31/03/2012
Contacté par le Matin le délégué régional Abderrazak Laalaj explique que son département a envoyé, vendredi 23 mars, une lettre au responsable de l’enseignement catholique au Maroc lui rappelant la nécessité pour la directrice pédagogique de l’établissement de régulariser sa situation afin de pouvoir continuer d’exercer ses activités professionnelles. La délégation a ordonné la cessation de toute activité de Béatrice Jacob. Le contrat de travail de celle-ci a pris fin en octobre 2011 et sa carte de séjour a expiré le 14 mars. Selon l’article 516 du Code du travail, tout employeur désireux de recruter un salarié étranger doit obtenir une autorisation de l’autorité gouvernementale chargée du Travail. Cette autorisation est accordée sous forme de visa apposé sur le contrat de travail. La date du visa est celle à laquelle le contrat de travail prend effet. Toute modification du contrat est également soumise au visa.
L’autorisation peut être retirée à tout moment par l’autorité gouvernementale chargée du Travail. «Au lieu que l’employeur se conforme à la loi, il la transgresse.», ajoute le responsable régional. Du côté de l’Académie régionale de l’Éducation et de la Formation, la directrice Tijania Fertat affiche son indignation. Même si cette école ne dépend pas administrativement de son département, elle a fait dépêcher une délégation sur place pour pouvoir analyser la situation et calmer les ardeurs des parents. «Personne n’a été avisé. J’ai appris cette aberrante mesure au même titre que les parents. On n’a pas le droit de fermer aléatoirement un service public. Il s’agit de l’intérêt de 1477 élèves.», dit-elle au Matin.
Les parents estiment que les responsables de l’institution prennent leurs enfants en otage pour faire pression sur les autorités marocaines. Mohammed Azzeddine Fennich, délégué des parents d’élèves, souligne que la direction devait informer les parents avant de prendre une telle décision. «Nous allons adresser une pétition au procureur du Roi.», indique-t-il, l’air on ne peut plus outré. Les parents qui devaient rejoindre leurs lieux de travail ne savaient pas, hier matin, à quel saint se vouer. Qui gardera leurs enfants contraints à faire l’école buissonnière ? Des voix s’élevaient pour dénoncer la mesure arbitraire. Pour leur part, les enseignants se sentaient trahis. Eux aussi ont été surpris par la décision de la fermeture de l’établissement.

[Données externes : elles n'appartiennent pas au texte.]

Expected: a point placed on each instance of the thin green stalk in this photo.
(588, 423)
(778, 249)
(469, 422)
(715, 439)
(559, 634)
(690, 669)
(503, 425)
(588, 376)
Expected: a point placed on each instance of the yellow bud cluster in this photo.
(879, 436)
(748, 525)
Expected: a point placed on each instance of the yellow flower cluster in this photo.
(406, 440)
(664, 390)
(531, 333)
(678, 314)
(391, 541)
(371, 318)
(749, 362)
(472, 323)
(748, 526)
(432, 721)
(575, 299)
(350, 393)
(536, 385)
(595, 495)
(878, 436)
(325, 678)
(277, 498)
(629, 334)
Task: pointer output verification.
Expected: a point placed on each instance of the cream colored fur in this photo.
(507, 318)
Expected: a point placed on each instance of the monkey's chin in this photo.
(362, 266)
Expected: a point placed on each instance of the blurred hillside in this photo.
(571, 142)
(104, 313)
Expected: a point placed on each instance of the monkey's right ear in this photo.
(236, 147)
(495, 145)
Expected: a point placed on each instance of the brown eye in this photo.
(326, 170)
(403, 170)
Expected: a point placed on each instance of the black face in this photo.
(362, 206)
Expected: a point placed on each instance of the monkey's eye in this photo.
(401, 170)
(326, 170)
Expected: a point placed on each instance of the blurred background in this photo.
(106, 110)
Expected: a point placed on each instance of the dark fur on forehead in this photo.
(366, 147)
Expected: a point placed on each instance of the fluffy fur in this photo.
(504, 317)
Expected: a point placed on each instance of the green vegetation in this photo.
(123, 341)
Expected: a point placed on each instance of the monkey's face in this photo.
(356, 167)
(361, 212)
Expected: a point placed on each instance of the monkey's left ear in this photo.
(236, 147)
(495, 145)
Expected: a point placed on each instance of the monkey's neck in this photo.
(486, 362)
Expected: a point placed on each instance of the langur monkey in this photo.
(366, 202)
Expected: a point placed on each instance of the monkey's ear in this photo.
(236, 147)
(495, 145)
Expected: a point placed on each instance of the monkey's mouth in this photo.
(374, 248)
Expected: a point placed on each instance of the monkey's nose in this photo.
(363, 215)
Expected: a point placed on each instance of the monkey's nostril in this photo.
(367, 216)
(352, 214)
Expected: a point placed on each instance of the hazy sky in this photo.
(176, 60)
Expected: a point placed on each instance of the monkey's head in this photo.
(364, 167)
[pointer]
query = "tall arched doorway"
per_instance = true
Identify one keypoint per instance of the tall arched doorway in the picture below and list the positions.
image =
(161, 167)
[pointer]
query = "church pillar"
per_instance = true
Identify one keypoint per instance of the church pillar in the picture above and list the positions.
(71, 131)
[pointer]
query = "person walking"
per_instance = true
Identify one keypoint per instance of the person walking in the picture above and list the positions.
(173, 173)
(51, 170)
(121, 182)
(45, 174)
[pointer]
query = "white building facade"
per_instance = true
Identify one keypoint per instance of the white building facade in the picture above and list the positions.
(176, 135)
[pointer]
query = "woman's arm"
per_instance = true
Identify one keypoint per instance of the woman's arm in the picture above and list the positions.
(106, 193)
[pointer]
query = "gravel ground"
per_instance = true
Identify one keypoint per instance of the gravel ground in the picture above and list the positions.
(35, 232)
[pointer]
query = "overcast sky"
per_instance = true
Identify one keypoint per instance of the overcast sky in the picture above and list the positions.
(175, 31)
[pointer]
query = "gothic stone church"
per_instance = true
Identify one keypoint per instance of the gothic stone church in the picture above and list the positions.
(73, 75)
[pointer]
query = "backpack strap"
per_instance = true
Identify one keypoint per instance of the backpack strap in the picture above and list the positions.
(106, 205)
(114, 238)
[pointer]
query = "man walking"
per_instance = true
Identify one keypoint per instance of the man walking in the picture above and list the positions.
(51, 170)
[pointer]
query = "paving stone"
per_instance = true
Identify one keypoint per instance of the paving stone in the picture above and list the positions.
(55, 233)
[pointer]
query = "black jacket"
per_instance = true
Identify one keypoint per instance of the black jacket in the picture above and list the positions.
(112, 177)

Ils pointent du doigt les responsables qui veulent, à tout prix, «imposer au corps enseignant une directrice qui, depuis deux ans, n’a fait que créer des problèmes avec les professeurs et les parents». «L’école marche bien sans elle ! Elle partait en France pendant trois semaines sans qu’il y ait des problèmes à constater.», s’exclame une enseignante. Nous avons contacté le secrétariat de l’enseignement catholique au Maroc pour connaître son son de cloche, mais on nous a expliqué qu’aucun responsable n’est sur les lieux. Selon l’un des enseignants, le secrétaire général Père Marc Boucrot a promis d’ouvrir l’école aujourd’hui.
C’est quoi l’ECAM ?
L’E.C.A.M. réunit des établissements d’enseignement relevant de l’Église catholique au Maroc. Il s’agit de 16 établissements dont cinq à Casablanca, quatre à Kenitra, trois à Rabat, deux à Mohammédia, 1 à Marrakech et 1 à Meknès. Les établissements de l’E.C.A.M. sont des institutions à but non lucratif. À l’origine, ces établissements regroupaient en grande majorité des enfants européens et les parents marocains qui y mettaient leurs enfants acceptaient un enseignement de type français. Après l’Indépendance du Maroc, le nombre des Européens a peu à peu diminué. L’archevêché de Rabat, ainsi que les congrégations religieuses ont décidé de garder ces écoles pour contribuer à l’effort d’éducation et d’instruction entrepris par le pays. Ainsi, les programmes ont été progressivement marocanisés.
Repères
■ L’article 516 du Code du travail stipule les conditions de travail des salariés étrangers.
■ Les responsables marocains, les parents d’élèves et le corps enseignant s’indignent de la décision de fermeture de l’institution.